Sortie le 25 avril 2012 - durée : 1h31min

Par Thomas Messias, le 27-04-2012
Cinéma et Séries

On savait le cinéma peu dépendant du toucher, de l’odorat, du goût. On le découvre ici capable de s’affranchir des deux sens qui restent. D’abord la vue, avec cette scène d’introduction taillée dans une pénombre pas loin d’être parfaite : on entend une conversation entre un homme et une femme que l’on ne verra jamais à l’écran, querelle d’un couple frappé par l’urgence d’une décision à prendre. Épousons-nous le point de vue d’un aveugle ou d’un amant caché dans un placard ? Non. Nous sommes un enfant. Un enfant que Querelles finit par nous montrer, sagement allongé dans son lit, essayant tant bien que mal de trouver le sommeil malgré le volume de la conversation qui se prolonge dans sa maison. Un enfant condamné à entendre ses parents s’engueuler une dernière fois à propos d’événements qui le concernent peut-être directement mais dont il aimerait être maintenu à distance, comme plongé dans une obscurité durable, de celles qui rassurent et protègent.

Pourquoi une dernière fois ? La suite nous le dira avec plus ou moins de précision : dès la deuxième séquence, on retrouve cet enfant — un garçon nommé Arshia — à l’arrière d’une voiture. Devant lui, deux adultes entament eux aussi une longue dispute près de lui, mais dans une toute autre configuration : cette fois Arshia dispose de l’image, mais pas du son. Ses compagnons de route — son oncle et sa tante — sont sourds et s’expriment grâce à la langue des signes. Protégés par ce langage difficile à maîtriser et n’appartenant qu’à eux et leurs compagnons de handicap, Sharareh et Kamran n’ont nul besoin de se cacher, y compris lorsqu’ils évoquent drames et dilemmes. Le problème est le suivant : la nuit précédente, les parents d’Arshia sont morts sur la route, mais le garçon l’ignore encore. Comment lui annoncer la nouvelle, et quand ? Que faire de lui ensuite ? Le chemin est long et le questionnement aussi. Sous les yeux d’un Arshia incapable de comprendre — à moins que —, c’est une série de débats éthiques et intimes qui se met en place dans l’habitacle du véhicule.

Le réalisateur Morteza Farshbaf va plus loin dans son exploration des sens et de leur privation.

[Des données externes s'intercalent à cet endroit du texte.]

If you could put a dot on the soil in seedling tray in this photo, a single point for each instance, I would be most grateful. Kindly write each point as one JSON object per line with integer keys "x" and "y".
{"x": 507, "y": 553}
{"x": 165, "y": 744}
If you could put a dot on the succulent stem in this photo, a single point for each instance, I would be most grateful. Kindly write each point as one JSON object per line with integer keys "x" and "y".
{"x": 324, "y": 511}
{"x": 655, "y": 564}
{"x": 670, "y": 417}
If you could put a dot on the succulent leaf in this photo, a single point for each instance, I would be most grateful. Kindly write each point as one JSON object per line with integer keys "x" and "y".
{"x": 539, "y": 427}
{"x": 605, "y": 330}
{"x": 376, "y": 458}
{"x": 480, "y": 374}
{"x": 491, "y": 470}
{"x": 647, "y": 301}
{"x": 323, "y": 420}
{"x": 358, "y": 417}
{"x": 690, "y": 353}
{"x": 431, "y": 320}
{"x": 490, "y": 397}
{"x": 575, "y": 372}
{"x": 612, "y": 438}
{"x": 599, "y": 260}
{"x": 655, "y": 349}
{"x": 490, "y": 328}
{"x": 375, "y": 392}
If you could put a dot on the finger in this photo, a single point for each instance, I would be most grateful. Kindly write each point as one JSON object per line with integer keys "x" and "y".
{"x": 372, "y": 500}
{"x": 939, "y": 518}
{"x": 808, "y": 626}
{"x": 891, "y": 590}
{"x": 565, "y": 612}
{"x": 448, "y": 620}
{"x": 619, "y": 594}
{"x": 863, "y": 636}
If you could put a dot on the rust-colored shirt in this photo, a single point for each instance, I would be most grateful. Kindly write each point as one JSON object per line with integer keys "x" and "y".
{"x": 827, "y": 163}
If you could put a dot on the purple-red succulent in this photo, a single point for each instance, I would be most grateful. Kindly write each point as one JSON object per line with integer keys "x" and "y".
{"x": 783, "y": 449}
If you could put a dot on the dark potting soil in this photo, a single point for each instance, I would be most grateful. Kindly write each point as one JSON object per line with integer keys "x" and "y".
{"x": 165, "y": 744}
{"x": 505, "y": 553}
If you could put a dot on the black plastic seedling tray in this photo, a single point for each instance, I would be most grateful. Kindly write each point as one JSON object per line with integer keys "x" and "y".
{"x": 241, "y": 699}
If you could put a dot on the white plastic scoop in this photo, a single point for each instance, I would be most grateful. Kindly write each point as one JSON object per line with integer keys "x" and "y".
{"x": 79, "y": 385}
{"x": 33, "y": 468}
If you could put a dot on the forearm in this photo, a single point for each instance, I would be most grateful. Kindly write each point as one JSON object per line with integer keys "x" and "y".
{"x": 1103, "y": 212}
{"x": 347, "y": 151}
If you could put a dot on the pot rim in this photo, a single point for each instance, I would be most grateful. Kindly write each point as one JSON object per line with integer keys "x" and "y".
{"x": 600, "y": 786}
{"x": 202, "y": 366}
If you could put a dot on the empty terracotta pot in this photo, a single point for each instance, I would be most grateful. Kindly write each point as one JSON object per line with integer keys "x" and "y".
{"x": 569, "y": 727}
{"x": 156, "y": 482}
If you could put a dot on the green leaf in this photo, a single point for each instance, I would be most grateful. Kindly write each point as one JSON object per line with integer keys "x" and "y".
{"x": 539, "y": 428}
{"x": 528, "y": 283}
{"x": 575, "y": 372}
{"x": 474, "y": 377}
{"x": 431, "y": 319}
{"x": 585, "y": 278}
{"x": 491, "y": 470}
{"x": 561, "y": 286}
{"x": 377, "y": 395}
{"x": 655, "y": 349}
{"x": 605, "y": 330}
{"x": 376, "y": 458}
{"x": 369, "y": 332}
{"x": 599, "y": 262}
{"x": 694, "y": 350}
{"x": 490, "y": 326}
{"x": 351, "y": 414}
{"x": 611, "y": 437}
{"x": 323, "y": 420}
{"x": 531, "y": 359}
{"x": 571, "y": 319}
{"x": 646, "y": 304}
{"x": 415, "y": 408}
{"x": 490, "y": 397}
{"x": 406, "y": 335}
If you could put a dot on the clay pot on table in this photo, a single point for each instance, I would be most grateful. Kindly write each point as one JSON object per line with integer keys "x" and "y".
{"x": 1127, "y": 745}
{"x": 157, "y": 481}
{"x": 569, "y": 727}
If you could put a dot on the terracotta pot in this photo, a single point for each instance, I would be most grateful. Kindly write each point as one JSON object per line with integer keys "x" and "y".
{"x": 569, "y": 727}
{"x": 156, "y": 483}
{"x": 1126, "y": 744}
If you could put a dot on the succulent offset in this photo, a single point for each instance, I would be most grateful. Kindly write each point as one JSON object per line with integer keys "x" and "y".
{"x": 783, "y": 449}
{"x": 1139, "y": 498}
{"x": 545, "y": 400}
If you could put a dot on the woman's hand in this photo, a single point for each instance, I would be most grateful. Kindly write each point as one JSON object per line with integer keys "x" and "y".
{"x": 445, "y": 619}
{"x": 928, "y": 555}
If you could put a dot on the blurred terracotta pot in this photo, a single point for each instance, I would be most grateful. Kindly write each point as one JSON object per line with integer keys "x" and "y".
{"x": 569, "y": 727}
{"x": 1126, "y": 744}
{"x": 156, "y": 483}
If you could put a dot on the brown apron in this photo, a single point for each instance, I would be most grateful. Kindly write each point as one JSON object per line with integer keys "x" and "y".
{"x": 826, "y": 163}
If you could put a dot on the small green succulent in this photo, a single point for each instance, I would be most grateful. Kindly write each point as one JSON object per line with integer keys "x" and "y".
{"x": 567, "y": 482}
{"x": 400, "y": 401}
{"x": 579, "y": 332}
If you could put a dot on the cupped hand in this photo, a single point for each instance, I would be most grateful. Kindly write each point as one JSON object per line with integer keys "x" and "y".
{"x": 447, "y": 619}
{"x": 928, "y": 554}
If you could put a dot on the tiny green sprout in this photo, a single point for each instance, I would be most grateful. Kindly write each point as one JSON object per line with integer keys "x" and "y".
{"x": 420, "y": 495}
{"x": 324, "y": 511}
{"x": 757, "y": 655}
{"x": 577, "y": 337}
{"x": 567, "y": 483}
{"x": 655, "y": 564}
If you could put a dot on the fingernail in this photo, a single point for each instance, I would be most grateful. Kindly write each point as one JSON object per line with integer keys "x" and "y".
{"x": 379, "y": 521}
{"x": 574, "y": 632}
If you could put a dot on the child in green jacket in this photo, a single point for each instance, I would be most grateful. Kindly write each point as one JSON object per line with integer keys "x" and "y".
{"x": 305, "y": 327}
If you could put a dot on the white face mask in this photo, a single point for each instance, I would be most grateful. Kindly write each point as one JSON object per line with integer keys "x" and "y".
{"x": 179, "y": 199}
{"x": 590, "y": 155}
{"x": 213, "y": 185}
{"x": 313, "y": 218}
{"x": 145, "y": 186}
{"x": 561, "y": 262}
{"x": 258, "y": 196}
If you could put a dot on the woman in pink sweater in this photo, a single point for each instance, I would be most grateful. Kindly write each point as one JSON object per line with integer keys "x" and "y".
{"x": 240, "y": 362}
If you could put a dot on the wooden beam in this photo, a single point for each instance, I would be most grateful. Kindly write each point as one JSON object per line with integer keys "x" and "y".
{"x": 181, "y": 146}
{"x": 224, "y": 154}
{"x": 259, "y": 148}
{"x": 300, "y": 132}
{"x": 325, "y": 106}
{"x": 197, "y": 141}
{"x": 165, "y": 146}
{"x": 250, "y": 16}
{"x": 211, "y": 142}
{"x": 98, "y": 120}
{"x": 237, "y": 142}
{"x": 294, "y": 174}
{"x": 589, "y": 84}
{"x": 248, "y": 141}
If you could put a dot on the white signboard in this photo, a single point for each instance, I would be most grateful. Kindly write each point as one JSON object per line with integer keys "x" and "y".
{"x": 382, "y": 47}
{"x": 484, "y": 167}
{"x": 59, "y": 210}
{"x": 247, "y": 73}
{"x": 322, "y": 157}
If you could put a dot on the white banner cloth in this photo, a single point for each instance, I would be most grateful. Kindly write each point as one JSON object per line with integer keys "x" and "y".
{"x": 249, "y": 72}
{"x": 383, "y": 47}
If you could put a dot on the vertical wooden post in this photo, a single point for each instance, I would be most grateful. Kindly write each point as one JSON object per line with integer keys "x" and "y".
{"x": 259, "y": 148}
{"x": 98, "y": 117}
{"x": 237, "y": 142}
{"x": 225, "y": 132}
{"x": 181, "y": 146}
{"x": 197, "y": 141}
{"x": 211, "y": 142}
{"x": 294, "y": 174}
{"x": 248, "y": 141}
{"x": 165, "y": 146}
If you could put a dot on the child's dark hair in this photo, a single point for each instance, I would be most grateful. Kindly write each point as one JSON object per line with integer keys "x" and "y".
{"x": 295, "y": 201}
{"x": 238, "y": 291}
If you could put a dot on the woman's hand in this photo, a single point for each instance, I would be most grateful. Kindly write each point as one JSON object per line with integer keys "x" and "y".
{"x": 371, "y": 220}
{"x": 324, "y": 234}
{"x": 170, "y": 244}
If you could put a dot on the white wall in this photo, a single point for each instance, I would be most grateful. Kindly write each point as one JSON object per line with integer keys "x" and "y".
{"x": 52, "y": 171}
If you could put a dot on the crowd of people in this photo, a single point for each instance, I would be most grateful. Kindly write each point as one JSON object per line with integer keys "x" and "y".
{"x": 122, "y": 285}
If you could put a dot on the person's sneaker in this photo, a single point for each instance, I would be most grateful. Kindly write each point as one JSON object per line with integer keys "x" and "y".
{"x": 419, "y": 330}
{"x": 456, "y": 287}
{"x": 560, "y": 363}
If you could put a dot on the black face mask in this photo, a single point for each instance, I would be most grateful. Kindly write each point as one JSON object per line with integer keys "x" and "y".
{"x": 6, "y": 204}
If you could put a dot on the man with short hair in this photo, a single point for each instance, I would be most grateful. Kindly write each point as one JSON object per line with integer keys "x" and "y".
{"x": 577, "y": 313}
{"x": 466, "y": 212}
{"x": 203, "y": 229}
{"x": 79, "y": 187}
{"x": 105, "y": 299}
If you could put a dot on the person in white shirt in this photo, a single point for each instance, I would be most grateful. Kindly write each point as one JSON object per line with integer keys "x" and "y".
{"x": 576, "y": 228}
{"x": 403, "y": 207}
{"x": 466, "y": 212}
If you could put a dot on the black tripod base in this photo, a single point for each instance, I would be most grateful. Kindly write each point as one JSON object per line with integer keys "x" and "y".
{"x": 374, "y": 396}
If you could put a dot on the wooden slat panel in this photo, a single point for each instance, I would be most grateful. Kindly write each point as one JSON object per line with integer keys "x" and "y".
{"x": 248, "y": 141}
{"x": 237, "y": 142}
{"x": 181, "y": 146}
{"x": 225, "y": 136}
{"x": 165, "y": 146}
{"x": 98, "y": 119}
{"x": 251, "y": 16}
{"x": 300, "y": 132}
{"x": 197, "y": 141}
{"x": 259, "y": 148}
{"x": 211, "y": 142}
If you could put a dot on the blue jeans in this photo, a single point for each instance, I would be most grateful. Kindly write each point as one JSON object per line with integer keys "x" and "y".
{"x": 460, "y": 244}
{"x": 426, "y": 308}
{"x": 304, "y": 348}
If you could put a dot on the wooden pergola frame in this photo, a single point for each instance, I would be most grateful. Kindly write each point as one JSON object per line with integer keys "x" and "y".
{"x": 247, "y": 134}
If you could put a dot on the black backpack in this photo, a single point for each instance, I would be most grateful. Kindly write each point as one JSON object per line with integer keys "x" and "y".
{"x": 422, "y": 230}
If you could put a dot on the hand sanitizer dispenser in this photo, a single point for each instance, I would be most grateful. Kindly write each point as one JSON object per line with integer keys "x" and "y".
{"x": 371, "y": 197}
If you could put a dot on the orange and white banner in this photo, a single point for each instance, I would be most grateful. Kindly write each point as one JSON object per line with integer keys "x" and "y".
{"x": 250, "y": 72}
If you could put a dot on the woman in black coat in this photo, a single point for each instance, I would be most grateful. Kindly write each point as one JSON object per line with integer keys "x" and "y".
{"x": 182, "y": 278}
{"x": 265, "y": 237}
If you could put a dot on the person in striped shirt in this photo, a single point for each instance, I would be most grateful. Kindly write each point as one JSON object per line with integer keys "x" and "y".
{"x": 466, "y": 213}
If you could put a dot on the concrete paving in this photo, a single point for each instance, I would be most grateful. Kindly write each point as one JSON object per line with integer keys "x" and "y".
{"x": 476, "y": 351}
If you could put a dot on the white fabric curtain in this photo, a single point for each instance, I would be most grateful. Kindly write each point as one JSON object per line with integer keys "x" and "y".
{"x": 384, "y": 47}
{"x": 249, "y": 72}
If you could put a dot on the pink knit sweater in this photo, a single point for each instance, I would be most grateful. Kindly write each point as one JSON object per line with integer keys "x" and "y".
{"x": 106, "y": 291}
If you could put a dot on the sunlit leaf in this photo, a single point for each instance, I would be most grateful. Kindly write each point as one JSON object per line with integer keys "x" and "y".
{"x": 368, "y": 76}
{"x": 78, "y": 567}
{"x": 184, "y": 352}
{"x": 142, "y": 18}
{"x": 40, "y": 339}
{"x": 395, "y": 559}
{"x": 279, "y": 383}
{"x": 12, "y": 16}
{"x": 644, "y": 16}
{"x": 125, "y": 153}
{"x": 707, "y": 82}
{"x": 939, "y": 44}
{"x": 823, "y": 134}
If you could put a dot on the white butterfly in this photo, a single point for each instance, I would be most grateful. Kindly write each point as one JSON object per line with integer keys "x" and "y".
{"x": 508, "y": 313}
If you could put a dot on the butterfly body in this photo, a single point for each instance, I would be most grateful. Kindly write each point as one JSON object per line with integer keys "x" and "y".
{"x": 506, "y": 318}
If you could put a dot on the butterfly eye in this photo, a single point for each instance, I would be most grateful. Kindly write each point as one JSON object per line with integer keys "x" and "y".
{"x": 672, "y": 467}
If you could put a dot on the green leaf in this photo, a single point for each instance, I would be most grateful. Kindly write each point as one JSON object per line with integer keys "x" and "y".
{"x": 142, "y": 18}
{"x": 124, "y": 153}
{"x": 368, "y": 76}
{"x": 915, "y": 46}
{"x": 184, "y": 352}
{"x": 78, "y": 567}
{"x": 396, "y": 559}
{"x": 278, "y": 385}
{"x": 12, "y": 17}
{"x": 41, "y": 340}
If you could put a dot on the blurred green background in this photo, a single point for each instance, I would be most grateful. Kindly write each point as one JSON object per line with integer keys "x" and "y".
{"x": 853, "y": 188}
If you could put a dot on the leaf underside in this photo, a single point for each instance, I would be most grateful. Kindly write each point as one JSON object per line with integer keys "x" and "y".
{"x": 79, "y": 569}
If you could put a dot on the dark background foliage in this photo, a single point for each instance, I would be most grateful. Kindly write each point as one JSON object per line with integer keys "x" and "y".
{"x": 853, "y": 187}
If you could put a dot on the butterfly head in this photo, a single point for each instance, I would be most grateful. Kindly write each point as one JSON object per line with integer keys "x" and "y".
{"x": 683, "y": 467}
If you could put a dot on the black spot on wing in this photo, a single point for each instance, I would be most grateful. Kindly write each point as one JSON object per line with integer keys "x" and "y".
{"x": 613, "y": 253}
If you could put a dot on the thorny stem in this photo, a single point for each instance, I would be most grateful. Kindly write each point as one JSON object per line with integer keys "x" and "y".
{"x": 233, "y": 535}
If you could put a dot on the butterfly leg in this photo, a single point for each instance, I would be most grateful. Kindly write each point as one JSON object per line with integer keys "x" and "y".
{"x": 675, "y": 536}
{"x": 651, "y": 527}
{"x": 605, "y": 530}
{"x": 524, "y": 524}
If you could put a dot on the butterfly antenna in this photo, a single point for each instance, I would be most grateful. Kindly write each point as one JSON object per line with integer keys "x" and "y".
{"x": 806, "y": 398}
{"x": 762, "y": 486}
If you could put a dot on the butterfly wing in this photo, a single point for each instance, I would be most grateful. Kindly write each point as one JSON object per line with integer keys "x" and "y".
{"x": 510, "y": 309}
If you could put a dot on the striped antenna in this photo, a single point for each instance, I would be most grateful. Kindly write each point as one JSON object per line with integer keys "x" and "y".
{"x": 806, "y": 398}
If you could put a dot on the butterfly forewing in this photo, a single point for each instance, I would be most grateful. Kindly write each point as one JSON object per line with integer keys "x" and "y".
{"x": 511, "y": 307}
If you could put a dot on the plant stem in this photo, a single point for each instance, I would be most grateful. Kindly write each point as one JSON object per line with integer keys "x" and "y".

Les premières conversations du couple de sourds sont en effet filmées de très loin, la caméra suivant l’automobile comme un curseur sur une carte routière. Le choix qui est fait par le cinéaste consiste à faire du spectateur un témoin du dialogue, parfaitement conscient de tout ce qui se trame : la discussion houleuse de Sharareh et Kamran est rapportée à l’aide de sous-titres qui nous placent en situation d’observateur omniscient de la situation.

Ce jeu sur les différents langages et les différentes façons de les percevoir finira par atteindre des sommets de perversité, même si la bienveillance du metteur en scène iranien n’est pas à mettre en cause : disciple évident d’Abbas Kiarostami — la mise en scène reprend trait pour trait les particularités de ses films les plus forts, Ten et Le Vent nous emportera —, Farshbaf entend avant tout sonder l’être humain avec objectivité. Quant à sa vision du cinéma, elle est assez extraordinaire : montrer que de la contrainte naissent beauté et singularité, que chaque sens qui disparaît de façon éphémère ou durable ne fait que renforcer les autres et leur donner une force insoupçonnée. Outre les interrogations qu’il soulève pour les trois personnages principaux, Querelles est un audacieux miroir déformant, capable d’apprendre à chacun quelque chose qu’il ignorait de lui-même.